ウッドショックとは聞かれたことがある方も多いと思われます。
コロナ禍によるアメリカ国内の住宅需要が増えたことが背景にあるようで、いわゆる需要と供給のバランスが崩れたことやコンテナ不足も多少なりとも影響しているようです。
それだけ木材の輸入比率が高いと言うことを表しており、一方ではSDGsの観点からも国産材を積極的に用いる動きがあることも事実のようです。
しかしながら現実的にはそれら国産材に触れる機会はまだまだ少ないことからも、少なくとも家具においては依然としてウォルナット材の人気は高いままですし、価格の上昇率が高過ぎるだけにそのまま製品価格に転嫁できない現実もあります。

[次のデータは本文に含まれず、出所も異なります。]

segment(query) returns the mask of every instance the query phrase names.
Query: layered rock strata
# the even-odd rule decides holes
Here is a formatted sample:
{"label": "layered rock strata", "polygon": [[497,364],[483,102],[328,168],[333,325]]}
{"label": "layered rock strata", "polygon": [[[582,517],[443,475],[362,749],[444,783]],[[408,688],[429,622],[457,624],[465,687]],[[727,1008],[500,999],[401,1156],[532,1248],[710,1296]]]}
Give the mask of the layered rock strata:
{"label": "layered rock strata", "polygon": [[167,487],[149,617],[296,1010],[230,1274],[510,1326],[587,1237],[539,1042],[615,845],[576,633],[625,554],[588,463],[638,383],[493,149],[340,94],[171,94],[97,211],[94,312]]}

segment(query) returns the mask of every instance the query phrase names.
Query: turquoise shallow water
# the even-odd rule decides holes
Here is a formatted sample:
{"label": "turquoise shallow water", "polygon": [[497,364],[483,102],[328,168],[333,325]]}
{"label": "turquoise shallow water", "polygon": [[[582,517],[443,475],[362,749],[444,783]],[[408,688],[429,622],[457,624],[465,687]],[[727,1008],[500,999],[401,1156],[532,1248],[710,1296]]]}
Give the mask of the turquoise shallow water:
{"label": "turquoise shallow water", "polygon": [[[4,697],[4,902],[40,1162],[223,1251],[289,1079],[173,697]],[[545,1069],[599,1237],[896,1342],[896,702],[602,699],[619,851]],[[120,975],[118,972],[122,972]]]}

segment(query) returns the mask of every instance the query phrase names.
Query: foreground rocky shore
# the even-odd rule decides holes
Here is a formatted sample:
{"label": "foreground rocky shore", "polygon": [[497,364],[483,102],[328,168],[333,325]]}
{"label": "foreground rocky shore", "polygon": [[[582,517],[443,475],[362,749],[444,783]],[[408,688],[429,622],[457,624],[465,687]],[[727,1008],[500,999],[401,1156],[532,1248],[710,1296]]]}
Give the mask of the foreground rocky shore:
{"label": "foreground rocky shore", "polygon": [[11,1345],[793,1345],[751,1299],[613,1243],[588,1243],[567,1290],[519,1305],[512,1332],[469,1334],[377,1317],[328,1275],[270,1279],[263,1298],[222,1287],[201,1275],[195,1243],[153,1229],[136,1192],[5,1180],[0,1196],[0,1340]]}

それゆえ、現状のまま製品を製造/供給し続けることは難しいとも言えますので、北米からの輸入材においてもウォルナット材以外の製品の露出度を高める必要があるだろうと思われます。
その一つにブラックチェリー材があり、ウォルナット材とは相反する経年変化の部分をもっとクローズアップすべきなのでしょう。
ウォルナット材においては、元来の濃い褐色となる色味からも白太はかなり目立ってしまいますので、ほとんどのメーカーにおいては着色することにより違和感のないように仕上げることになります。
それゆえ、唯一ウォルナット材においては経年変化により色味が抜けて薄くなっていくことの認識が少ないようで、少なくとも経年変化を楽しむ材の位置付けにはなっていなように感じられます。
また壁面ボードのように均一性を重要視する場合や色味の変化を好まない場合もあるでしょうし、その場合は着色が適していることは間違いありません。
一方のブラックチェリー材は年月とともに色が濃くなるようで、100年もすればアンティーク家具の装いも自然とまとってくるようですので、このような経年変化も楽しみながら次の世代へと受け継ぐことが出来ればとても素敵なことだと思われます。